Она не могла понять этого разумом, и это невозможно было облечь в слова. Она знала лишь то, что чувствует их единство всем сердцем, и это было необъяснимо. А граф молчал. Девушка ждала, что он ей скажет, но он молчал и молчал. Как под гипнозом, она обнаружила, что сама ищет взглядом его взгляд, не в силах противиться охватившему ее чувству и отвернуться.
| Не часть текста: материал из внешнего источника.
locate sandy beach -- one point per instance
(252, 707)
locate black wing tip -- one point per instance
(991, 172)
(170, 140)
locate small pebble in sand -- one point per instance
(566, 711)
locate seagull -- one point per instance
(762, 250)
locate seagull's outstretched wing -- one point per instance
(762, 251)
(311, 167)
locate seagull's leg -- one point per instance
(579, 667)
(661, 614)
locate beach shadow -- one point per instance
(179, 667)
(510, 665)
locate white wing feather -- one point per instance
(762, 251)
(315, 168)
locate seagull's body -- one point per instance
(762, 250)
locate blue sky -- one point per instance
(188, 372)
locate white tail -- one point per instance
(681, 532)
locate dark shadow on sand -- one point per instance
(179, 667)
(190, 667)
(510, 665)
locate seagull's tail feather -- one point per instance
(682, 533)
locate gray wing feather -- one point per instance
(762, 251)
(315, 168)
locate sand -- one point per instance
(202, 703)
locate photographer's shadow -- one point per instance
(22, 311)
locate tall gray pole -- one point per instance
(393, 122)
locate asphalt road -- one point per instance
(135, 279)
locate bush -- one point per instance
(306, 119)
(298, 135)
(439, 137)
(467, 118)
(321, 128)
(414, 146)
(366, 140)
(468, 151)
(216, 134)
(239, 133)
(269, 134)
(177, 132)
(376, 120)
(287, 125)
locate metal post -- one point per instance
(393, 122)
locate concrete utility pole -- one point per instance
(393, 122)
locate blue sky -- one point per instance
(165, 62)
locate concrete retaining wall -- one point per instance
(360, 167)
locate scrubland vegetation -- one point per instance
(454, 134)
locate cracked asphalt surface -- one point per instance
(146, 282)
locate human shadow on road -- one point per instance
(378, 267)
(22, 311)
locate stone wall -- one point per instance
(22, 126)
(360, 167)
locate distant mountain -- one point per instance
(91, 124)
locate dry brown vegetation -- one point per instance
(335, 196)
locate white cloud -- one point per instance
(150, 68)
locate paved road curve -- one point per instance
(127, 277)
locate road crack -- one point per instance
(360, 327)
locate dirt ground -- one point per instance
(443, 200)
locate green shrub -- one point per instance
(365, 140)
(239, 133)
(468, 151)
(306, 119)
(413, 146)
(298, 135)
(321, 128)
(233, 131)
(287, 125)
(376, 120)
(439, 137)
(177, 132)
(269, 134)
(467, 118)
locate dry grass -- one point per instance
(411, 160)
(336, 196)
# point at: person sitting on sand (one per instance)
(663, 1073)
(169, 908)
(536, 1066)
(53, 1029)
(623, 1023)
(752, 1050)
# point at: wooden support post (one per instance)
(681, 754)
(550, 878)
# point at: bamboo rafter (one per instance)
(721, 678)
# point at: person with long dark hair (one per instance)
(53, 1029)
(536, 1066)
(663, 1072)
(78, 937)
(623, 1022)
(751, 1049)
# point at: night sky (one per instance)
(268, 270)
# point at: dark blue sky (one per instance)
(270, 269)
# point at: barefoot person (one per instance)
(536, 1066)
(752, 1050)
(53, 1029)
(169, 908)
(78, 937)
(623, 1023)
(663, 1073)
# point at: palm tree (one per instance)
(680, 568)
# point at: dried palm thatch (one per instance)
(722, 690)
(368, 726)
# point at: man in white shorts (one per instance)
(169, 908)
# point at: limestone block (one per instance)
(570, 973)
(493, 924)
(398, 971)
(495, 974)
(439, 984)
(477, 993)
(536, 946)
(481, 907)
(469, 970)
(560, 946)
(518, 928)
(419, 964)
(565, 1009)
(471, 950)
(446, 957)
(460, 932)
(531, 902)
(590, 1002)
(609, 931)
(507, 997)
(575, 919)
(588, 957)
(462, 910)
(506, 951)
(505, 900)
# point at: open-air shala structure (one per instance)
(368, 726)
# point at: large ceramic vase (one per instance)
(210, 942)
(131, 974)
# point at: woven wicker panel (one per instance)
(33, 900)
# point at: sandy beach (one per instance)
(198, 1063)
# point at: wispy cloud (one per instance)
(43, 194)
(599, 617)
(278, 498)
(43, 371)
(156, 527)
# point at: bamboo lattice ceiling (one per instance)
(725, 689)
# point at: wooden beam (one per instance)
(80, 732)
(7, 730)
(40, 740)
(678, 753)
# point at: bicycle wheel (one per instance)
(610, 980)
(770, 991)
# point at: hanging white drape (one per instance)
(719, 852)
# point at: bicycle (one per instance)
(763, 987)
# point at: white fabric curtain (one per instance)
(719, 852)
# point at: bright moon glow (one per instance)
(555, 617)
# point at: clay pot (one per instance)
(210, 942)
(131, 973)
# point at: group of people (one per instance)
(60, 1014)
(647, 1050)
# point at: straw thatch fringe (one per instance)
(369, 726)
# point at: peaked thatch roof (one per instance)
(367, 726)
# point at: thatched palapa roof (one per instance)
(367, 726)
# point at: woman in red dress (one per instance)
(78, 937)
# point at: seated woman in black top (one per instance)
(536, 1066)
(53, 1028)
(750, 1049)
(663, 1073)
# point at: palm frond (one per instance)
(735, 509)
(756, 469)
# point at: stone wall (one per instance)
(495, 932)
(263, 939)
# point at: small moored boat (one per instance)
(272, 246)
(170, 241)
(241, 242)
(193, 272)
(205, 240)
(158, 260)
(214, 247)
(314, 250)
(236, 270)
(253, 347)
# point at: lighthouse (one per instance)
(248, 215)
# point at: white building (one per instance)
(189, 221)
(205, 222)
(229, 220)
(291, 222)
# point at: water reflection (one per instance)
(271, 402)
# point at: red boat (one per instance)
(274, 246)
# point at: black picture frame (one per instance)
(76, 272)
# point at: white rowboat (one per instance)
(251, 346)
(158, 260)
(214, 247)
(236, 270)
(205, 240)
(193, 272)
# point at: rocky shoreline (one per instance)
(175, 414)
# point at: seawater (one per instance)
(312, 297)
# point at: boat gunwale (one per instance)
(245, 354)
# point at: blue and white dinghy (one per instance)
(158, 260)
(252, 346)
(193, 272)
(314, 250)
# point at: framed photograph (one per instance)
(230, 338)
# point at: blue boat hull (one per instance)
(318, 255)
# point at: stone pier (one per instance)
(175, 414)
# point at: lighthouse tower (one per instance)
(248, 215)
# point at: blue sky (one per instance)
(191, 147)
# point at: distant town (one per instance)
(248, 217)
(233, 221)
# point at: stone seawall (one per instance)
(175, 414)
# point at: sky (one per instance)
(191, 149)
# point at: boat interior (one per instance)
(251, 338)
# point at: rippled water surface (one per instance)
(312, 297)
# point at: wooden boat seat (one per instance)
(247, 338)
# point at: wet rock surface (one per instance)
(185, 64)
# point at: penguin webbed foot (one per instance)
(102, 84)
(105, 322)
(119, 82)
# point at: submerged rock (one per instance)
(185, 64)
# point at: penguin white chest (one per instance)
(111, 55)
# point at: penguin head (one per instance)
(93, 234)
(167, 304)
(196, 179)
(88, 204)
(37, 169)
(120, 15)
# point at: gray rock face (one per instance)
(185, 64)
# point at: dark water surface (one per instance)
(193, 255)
Их глаза встретились.
И тут, потеряв самообладание и будто решившись, граф заговорил.
— Я люблю вас! — Признание словно исторглось из его груди, из самого сердца, из самого дальнего его уголка. — Я полюбил вас с момента, когда впервые увидел вас. И это был не тот миг, когда вы вошли в мою гостиную, а когда я впервые взглянул на картину в спальне моей матери и понял, что изображенная там женщина — воплощение красоты. А потом узнал, что это вы.
Теодора зажмурилась и подставила лицо движущимся теплым пятнам над их головами. Среди тишины вдруг слабое дуновение воздуха раздвинуло ветви. И на них пролился солнечный свет, озарив обоих.
— Я люблю вас! — повторил граф. — И я должен был это сказать, прежде чем прощусь с вами.
Нужна была секунда, чтобы его последние слова вихрем смяли зародившийся в девичьей душе нежный восторг, в который она боялась поверить.
— П-проститься… со мной? — эхом отозвалась Теодора.
— Моя драгоценная, моя сладкая, моя чистая, моя нетронутая любовь, — вымученно говорил граф надломленным голосом, — зачем это должно было случиться? Ты не понимаешь? О, Боже, почему это должно было случиться со мной?
Мука в его голосе была столь острой и так встревожила Теодору, что та забыла о своих чувствах и непроизвольно протянула к нему руки.
— Что… ты говоришь? — настойчиво спросила она. — Что случилось? Ты… должен мне все рассказать!
Он взял ее руку в свои и так сжал ее, что едва не сделал ей больно.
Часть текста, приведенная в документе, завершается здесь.